Streaming
Channel-based streaming completions in Go
Channel-based streaming
The Go binding exposes streaming completions through a single function:
func Stream(ctx context.Context, model *CompletionModel, req CompletionRequest) <-chan StreamEvent
Stream returns immediately with a receive-only channel of blazen.StreamEvent. The channel delivers zero or more *StreamChunkEvent values as the model emits tokens, then exactly one terminal event — either *StreamDoneEvent (success) or *StreamErrorEvent (failure) — after which the channel is closed.
import (
"context"
"fmt"
"os"
blazen "github.com/zachhandley/Blazen/bindings/go"
)
func main() {
blazen.Init()
defer blazen.Shutdown()
model, err := blazen.NewOpenAICompletion(os.Getenv("OPENAI_API_KEY"), "gpt-4o", "")
if err != nil {
panic(err)
}
defer model.Close()
req := blazen.CompletionRequest{
Messages: []blazen.ChatMessage{
{Role: "user", Content: "Write a haiku about Go's channels."},
},
}
for ev := range blazen.Stream(context.Background(), model, req) {
switch e := ev.(type) {
case *blazen.StreamChunkEvent:
fmt.Print(e.Chunk.ContentDelta)
case *blazen.StreamDoneEvent:
fmt.Printf("\n[done: %s; tokens=%d]\n",
e.FinishReason, e.Usage.TotalTokens)
case *blazen.StreamErrorEvent:
fmt.Fprintf(os.Stderr, "\nstream error: %v\n", e.Err)
}
}
}
The event sum type
StreamEvent is a sealed interface. Switch on the concrete pointer type to inspect the payload:
type StreamChunkEvent struct {
Chunk StreamChunk
}
type StreamDoneEvent struct {
FinishReason string // "stop", "tool_calls", "length", or ""

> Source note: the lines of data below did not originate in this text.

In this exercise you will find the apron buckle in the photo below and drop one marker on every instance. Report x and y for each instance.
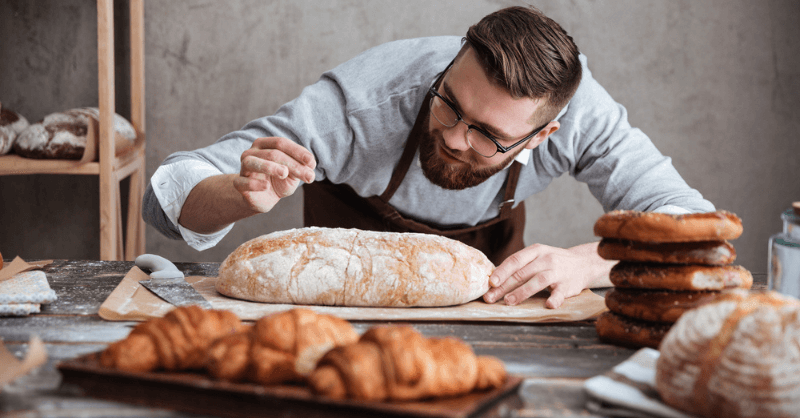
(509, 201)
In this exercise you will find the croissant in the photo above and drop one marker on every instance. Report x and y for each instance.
(278, 348)
(177, 341)
(398, 363)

Usage TokenUsage // aggregated final usage
}
type StreamErrorEvent struct {
Err error // already wrapped as a typed Blazen error
}
The StreamChunk payload carries the incremental delta:
type StreamChunk struct {
ContentDelta string // text delta since the previous chunk
ToolCalls []ToolCall // tool-call snapshot for this chunk
IsFinal bool // UI hint marking the last content-bearing chunk
}
IsFinal is a UI convenience — the authoritative completion signal is the terminal *StreamDoneEvent or *StreamErrorEvent. ToolCalls is a snapshot, not a delta — replace your local state on each delivery rather than appending.
Tool calls in a stream
When the model emits tool calls instead of text, each StreamChunkEvent carries the cumulative tool-call snapshot for that point in the stream. Consume them by replacing your local state on each chunk:
var toolCalls []blazen.ToolCall
for ev := range blazen.Stream(ctx, model, req) {
switch e := ev.(type) {
case *blazen.StreamChunkEvent:
if len(e.Chunk.ToolCalls) > 0 {
toolCalls = e.Chunk.ToolCalls
}
fmt.Print(e.Chunk.ContentDelta)
case *blazen.StreamDoneEvent:
if e.FinishReason == "tool_calls" {
// Dispatch toolCalls -- this is the final snapshot.
}
case *blazen.StreamErrorEvent:
return e.Err
}
}
Cancellation
Stream accepts a context.Context. When the context fires, the channel receives a *StreamErrorEvent carrying ctx.Err() and is closed:
ctx, cancel := context.WithTimeout(context.Background(), 5*time.Second)
defer cancel()
for ev := range blazen.Stream(ctx, model, req) {
// ... if ctx fires, you'll get exactly one StreamErrorEvent
// with errors.Is(e.Err, context.DeadlineExceeded) == true.
}
The underlying Rust stream observes the channel closure on its next chunk delivery and tears down cooperatively, but cancellation propagation is best-effort — the provider request keeps running until it finishes naturally. See the Context guide for the full story.
Always drain the channel
A buffered consumer that stops reading before the terminal event will prevent the background goroutine that drives the FFI call from exiting, and will pin the model handle in memory. The channel buffer is small (16 events), so a stalled consumer also stalls the Rust producer once the buffer fills.
The idiomatic pattern is for ev := range stream { ... }, which naturally drains until the terminal event closes the channel. If you need to bail out early, cancel the context — that delivers a terminal *StreamErrorEvent and closes the channel from the Go side.
Lifetime
The model handle must be alive for the duration of the stream. Do not call model.Close() until you have drained the channel:
defer model.Close() // CORRECT: runs after the loop returns.
for ev := range blazen.Stream(ctx, model, req) {
// ... consume events ...
}
Closing the model mid-stream is undefined behavior on the FFI side — the finalizer will eventually clean up, but you may see a *ValidationError carrying "completion model has been closed" on subsequent chunks.